I need to do a SUM on Col. 5 and Col.6 by grouping on Col 1,2 & 3

My expected output is:

A|B|C|111|11100
D|E|F|3|6
G|H|I|1|16

Can this be done using awk? I have done this kind of SUM for a single column but I'm stuck up when I'm doing SUM for two columns

balajesuri · December 27, 2013, 6:36am

awk -F '|' '{k = $1"|"$2"|"$3; x[k]+=$4; y[k]+=$5} END{for(k in x){print k"|"x[k]"|"y[k]}}' file

This is just to help you get started. For summing beyond 5 columns, use a loop appropriately.
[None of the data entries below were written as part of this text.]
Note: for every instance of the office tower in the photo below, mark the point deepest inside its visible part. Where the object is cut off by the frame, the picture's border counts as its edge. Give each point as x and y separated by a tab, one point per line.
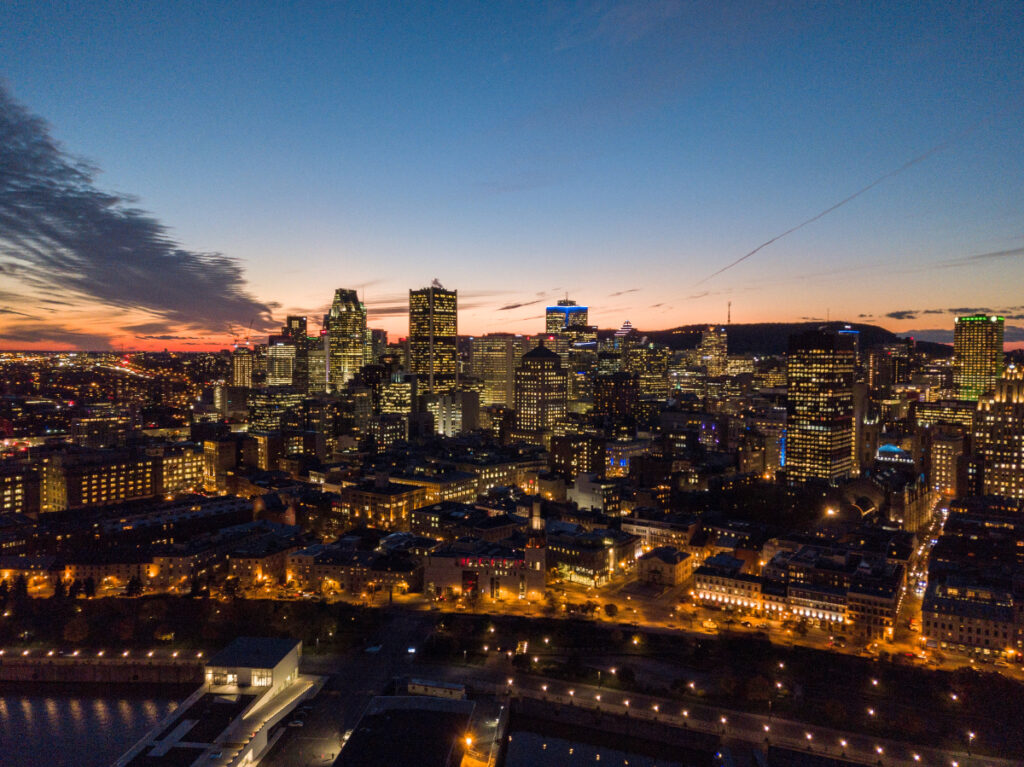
316	367
564	315
378	345
494	358
295	328
346	330
714	350
281	364
294	332
433	333
242	367
649	363
615	395
977	354
820	442
541	393
999	436
268	407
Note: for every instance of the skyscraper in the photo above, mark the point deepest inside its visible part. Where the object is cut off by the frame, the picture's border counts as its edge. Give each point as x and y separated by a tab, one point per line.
433	334
564	315
820	441
541	395
714	352
346	329
494	358
242	367
977	354
998	429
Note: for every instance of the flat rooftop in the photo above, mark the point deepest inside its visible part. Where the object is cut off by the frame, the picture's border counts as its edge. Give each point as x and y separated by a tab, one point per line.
408	730
253	652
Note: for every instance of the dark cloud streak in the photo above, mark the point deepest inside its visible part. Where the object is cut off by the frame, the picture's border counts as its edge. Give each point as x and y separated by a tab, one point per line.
60	233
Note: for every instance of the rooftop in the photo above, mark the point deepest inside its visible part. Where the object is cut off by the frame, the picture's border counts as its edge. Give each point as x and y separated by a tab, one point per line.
254	652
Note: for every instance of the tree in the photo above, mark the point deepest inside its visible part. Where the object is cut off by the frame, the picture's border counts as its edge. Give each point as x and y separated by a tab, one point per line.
20	590
59	590
134	587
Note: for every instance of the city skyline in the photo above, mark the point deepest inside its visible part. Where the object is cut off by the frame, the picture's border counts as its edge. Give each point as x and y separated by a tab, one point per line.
654	163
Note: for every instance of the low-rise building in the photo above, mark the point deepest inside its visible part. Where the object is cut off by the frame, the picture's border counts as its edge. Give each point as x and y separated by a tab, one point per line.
664	566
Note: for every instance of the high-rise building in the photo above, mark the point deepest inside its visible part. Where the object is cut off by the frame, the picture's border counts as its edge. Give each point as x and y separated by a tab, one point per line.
242	367
433	335
281	364
649	363
494	358
346	330
977	354
615	395
541	395
714	350
316	366
999	436
820	440
565	314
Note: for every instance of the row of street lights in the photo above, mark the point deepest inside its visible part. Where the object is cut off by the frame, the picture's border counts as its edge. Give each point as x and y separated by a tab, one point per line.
809	736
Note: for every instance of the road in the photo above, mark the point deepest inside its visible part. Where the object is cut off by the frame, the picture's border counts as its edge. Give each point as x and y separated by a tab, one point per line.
353	679
752	730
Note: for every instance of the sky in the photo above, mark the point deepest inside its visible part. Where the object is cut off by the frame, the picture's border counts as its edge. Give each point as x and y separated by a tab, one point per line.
171	173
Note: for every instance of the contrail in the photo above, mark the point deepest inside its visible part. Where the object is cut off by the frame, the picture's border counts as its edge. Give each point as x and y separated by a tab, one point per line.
854	196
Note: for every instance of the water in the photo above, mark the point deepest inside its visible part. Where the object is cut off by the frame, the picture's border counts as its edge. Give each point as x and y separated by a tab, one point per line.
68	727
534	750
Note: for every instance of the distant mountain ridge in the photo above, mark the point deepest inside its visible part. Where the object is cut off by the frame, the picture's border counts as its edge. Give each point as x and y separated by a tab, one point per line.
773	338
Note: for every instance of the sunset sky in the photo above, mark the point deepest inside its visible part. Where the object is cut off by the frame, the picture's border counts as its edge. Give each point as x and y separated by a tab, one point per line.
623	153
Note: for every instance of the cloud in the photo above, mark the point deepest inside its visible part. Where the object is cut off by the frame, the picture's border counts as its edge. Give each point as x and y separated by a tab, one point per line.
5	310
620	25
970	310
902	314
993	256
170	338
509	307
33	333
60	233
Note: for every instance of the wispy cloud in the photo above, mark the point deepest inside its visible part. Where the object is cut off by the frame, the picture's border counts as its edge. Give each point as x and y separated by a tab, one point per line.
997	255
58	232
510	306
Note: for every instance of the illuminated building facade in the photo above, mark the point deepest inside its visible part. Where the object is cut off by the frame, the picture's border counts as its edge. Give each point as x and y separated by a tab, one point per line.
820	443
714	350
433	334
541	395
566	314
494	358
999	436
346	330
242	367
281	364
977	354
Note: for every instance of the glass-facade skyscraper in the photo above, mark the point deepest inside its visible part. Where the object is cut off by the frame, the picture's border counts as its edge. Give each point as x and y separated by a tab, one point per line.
977	354
346	330
820	435
433	336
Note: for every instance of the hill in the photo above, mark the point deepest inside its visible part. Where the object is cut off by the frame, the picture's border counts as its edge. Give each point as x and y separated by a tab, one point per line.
772	338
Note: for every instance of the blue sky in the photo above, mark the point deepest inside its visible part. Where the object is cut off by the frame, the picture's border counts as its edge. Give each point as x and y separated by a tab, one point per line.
518	151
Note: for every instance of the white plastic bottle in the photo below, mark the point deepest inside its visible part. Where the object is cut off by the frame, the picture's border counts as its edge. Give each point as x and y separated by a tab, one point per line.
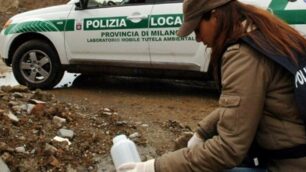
123	151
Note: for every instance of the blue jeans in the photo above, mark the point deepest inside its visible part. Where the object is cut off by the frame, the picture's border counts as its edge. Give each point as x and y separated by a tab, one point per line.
241	169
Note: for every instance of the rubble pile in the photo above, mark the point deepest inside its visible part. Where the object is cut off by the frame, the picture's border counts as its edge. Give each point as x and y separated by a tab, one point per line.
39	133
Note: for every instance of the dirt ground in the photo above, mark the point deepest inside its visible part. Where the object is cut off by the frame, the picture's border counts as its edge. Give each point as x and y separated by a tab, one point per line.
152	112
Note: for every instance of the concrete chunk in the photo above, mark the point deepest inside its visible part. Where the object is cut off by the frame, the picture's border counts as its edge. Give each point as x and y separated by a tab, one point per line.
3	166
65	133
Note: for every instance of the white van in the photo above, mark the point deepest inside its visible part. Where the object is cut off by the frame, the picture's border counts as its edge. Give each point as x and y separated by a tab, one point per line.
121	37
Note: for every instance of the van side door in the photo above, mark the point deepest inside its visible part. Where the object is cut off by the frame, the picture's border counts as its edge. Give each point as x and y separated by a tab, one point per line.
109	32
168	50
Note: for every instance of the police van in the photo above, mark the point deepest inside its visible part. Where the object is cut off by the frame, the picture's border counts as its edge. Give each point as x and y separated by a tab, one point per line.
119	37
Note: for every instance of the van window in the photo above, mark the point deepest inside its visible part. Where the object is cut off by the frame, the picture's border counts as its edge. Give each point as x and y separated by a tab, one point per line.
113	3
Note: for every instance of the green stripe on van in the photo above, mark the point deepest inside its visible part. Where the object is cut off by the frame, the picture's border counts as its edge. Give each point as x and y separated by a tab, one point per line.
41	26
292	16
278	4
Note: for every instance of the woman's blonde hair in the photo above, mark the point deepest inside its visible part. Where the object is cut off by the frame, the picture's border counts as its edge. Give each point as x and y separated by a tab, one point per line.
284	40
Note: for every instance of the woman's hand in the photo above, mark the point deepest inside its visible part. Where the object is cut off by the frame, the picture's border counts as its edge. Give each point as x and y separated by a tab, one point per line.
195	140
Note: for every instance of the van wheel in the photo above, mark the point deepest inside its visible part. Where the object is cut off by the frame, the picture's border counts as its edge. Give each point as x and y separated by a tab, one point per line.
36	65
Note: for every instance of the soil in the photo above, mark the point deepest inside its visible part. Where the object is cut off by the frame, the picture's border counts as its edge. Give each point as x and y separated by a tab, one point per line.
156	114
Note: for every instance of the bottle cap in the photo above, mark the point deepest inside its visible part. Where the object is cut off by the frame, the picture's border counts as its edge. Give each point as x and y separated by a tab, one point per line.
119	138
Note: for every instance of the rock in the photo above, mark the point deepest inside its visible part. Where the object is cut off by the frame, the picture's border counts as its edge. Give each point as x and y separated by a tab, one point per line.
19	88
38	109
20	149
30	108
50	149
17	95
120	123
3	166
107	113
13	103
70	169
181	141
7	157
34	101
60	139
58	121
65	133
53	161
134	135
12	116
6	88
145	125
106	110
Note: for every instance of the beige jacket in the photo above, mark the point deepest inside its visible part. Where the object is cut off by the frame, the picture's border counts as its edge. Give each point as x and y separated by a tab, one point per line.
256	102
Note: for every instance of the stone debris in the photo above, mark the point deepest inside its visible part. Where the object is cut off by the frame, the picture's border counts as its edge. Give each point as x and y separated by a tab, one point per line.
65	133
51	135
3	166
17	95
58	121
60	139
11	116
134	135
50	149
20	149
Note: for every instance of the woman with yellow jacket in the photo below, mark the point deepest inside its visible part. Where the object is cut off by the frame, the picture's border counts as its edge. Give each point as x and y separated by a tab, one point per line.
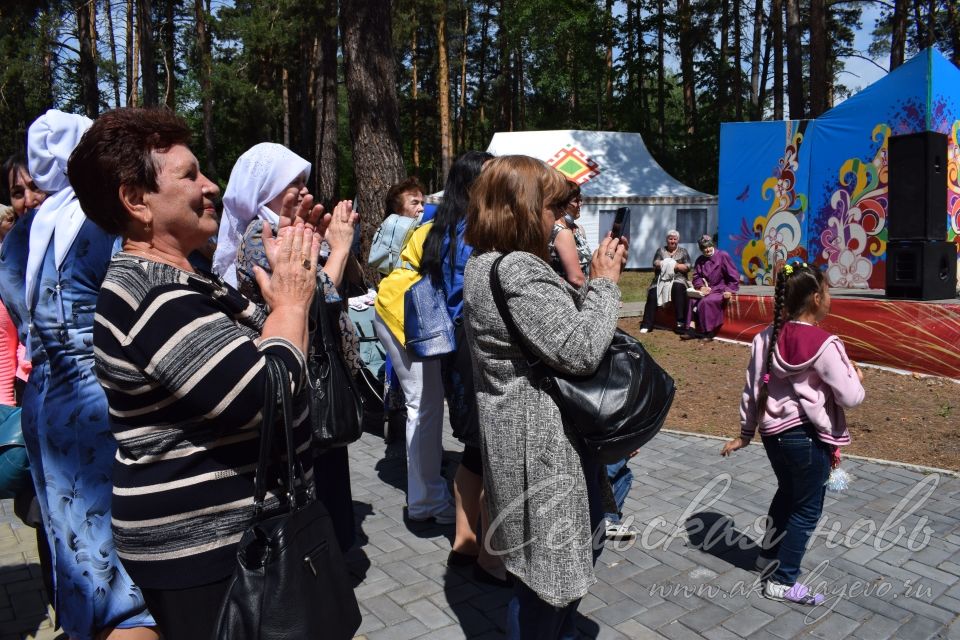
428	498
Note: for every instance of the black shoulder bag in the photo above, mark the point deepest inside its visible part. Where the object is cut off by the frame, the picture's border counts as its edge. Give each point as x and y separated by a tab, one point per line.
291	580
615	410
336	406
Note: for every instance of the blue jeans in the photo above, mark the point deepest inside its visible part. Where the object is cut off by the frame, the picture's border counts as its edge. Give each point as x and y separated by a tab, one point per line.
531	618
801	463
621	479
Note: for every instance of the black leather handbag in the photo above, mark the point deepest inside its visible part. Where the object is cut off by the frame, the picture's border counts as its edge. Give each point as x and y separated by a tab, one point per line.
615	410
336	404
291	580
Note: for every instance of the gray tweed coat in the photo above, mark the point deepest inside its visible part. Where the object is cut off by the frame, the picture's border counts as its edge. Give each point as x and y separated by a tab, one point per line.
533	475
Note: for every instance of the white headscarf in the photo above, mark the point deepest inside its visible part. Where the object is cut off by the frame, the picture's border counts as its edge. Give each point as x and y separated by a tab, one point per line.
260	175
50	140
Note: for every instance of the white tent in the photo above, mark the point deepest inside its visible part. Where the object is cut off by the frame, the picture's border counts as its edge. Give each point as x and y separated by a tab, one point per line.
616	170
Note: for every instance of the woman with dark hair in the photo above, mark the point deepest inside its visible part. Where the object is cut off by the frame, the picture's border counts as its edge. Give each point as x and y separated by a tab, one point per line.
535	475
182	357
570	253
445	255
20	191
404	198
717	279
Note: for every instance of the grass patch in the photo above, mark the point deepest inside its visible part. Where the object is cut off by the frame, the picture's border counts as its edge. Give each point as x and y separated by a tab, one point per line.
634	285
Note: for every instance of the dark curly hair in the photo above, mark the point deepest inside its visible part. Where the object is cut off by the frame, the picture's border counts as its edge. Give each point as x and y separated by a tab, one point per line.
452	209
118	150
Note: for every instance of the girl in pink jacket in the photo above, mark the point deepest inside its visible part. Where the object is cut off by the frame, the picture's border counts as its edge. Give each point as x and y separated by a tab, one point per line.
798	382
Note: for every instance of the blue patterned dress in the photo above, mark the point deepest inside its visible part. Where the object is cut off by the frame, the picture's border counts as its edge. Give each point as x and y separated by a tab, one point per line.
66	428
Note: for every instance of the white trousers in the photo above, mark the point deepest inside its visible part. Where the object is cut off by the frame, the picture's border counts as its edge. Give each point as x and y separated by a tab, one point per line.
427	492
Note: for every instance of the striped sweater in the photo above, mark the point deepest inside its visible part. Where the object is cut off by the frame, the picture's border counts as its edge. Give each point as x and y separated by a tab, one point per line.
180	360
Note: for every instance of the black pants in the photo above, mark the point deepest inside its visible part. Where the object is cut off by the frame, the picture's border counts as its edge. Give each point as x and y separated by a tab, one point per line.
187	614
678	294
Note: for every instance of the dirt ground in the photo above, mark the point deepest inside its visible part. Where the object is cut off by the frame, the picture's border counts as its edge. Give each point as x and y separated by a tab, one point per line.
905	418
Akshay_Hegde · December 27, 2013, 7:17am

machomaddy:

My File looks like:

"|" -> Field separator
A|B|C|100|1000
D|E|F|1|2
G|H|I|0|7
D|E|F|1|2
A|B|C|10|10000
G|H|I|0|7
A|B|C|1|100
D|E|F|1|2
I need to do a SUM on Col. 5 and Col.6 by grouping on Col 1,2 & 3

My expected output is:
A|B|C|111|11100
D|E|F|3|6
G|H|I|1|16
Can this be done using awk? I have done this kind of SUM for a single column but I'm stuck up when I'm doing SUM for two columns

If your real file contains many columns then try

awk -F"|" '{    
                 x=$1 FS $2 FS $3
                 for( i=column_start; i<=column_end; i++)
                 A[x FS i] = A[x FS i] ? A[x FS i] + $i : $i
           }
        END{
                 s = gsub( x, FS)
                 for( i in A ){
                                     x = ""; split(i,S,FS)
                                     for( j=1; j<=s; j++ ) 
                                     x = x ? x FS S[j] : S[j] 
                                     if( !U[x]++ )SS[++k]=x
                              }
             for(i=1;i<=k;i++){
                                     printf SS OFS
                                     for( j=column_start; j<=column_end; j++ )
                                     printf j < column_end ? A[SS FS j] OFS : A[SS FS j] RS  
                              }

           }' column_start="4" column_end="5" OFS="|"  file

A|B|C|111|11100
D|E|F|3|6
G|H|I|0|14

change column_start="x" and column_end="x" according to your need.